A new mindset about the framework of your organization is a helpful foundation for creating an accountable and compliant culture.
Think of your agency as a living, moving organism. As a leader, you are the head, and your personnel are the various organs, parts and systems within the body.
When even a minor part – say, the pinky – is not functioning, the entire body suffers from inefficiency or unsafety. This puts the entire agency in jeopardy, police trainer Randy Sutton writes in PoliceOne.
“Every little thing in an organism is important; every member of an organization is important and a factor in healthy functionality. Thus when even one officer or agent within an agency commits a breach of trust, the whole organization suffers.”
Lead by example
When it comes to creating an accountable, ethical culture, make sure you practice what you preach. What good is your pursuit of accountability for compliance if you don’t “walk the walk” yourself?
Along the same lines, how will your team respect your policies and discipline if you don’t abide by them yourself? Sutton says it’s highly important to lead by example. “There is no doubt that the entire ‘ethical personality; of an agency is determined by the head of that organization and, accordingly, by those who the leader has chosen to surround himself or herself with.”
Sutton also recommends choosing leaders who share your organization’s values – ultimately, people your officers will respect.
“If, upon appointment or election, the chief or sheriff selects men or women who are perceived as competent, fair and ethical, the entire organization, as a body, will respect the decisions made on their behalf and will be optimistic as to how these decisions will affect their professional, even personal, lives.”
It is essential that administrative staff truly and decisively “walk the walk” ethically, if not morally.
If they don’t, lower ranking personnel, when facing discipline for their transgressions, will view any punishment as hypocritical and as having no value.
Create a culture of pride
If you want your officers respond positively to your accountability efforts, create a place where they are proud to work. Ultimately, you want your officers to respect themselves.
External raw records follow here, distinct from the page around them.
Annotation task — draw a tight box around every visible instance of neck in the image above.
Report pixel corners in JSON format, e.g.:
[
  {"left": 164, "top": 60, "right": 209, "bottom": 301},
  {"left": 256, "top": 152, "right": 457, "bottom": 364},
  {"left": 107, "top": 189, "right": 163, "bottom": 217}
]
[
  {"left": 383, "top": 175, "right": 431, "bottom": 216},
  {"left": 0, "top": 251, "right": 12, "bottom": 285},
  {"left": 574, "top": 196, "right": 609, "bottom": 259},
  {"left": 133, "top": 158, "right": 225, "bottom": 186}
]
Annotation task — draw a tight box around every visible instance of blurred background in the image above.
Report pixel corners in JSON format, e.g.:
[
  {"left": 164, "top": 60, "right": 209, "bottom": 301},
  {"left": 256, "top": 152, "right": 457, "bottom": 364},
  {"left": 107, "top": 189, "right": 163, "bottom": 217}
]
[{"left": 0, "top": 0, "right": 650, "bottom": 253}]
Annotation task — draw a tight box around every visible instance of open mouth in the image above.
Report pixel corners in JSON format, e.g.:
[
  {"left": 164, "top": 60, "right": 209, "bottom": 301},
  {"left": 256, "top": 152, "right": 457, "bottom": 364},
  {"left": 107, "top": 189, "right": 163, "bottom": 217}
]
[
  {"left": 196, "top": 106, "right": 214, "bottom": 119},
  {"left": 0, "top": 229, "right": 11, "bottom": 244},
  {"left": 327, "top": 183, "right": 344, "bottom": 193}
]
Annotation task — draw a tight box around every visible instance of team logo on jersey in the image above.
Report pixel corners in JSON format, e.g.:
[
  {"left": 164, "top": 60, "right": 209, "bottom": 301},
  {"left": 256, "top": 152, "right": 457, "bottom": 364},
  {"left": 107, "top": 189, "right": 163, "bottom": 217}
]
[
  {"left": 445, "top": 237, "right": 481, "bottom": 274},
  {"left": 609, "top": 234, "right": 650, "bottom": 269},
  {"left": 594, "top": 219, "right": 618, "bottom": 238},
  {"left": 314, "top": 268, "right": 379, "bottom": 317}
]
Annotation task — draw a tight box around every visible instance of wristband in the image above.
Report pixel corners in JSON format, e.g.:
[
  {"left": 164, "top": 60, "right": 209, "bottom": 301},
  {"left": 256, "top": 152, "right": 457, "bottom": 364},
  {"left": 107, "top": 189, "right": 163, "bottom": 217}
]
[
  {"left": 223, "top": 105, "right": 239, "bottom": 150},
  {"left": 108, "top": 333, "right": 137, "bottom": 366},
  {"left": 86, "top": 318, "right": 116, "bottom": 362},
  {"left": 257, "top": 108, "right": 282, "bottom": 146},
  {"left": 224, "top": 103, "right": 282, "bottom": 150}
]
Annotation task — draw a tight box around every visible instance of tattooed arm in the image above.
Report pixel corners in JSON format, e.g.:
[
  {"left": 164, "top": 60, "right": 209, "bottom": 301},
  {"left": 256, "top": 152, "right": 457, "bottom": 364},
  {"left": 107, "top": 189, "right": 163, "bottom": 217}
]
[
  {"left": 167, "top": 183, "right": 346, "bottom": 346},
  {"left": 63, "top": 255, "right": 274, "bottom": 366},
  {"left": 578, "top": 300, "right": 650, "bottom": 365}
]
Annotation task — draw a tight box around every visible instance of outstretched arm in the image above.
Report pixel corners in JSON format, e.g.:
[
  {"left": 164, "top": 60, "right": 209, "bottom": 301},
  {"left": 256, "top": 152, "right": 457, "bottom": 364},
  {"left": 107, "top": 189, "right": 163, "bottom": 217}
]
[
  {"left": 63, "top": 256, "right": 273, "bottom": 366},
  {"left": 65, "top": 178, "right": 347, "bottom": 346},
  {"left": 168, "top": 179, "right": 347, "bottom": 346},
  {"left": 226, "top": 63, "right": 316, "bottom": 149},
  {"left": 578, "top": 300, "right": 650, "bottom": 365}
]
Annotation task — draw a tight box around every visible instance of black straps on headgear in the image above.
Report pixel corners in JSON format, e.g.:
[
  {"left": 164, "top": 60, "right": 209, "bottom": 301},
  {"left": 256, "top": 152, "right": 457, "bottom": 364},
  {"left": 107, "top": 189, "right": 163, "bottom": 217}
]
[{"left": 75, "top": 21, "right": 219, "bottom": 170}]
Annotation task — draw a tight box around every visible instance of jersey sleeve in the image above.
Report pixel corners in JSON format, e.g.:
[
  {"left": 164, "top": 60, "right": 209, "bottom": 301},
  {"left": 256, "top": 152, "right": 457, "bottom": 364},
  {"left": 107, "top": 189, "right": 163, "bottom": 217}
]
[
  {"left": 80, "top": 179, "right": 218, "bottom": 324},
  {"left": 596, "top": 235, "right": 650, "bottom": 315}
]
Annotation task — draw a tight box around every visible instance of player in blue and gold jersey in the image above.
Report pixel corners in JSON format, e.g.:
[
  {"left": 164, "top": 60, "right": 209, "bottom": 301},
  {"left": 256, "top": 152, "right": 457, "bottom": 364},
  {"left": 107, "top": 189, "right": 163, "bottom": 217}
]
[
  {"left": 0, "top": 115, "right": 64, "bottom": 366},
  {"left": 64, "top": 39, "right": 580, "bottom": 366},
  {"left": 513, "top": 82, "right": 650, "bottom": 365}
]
With this sense of pride, they will be more likely to respect you, one another, and those whom they serve. Sutton says pride in the workplace starts with understanding the importance of one’s profession.
“It begins with each one of us realizing that we are important not only as individuals and as members of a noble profession but also in how we play a vital role in the lives of others. Once we accept that fundamental truth about ourselves, we need to look at our colleagues and coworkers and regard them with the same respect.
“Ultimately, it’s a belief in what one stands for and pride, of the healthy, expansive sort, that keeps a person from dishonoring themselves and their profession.”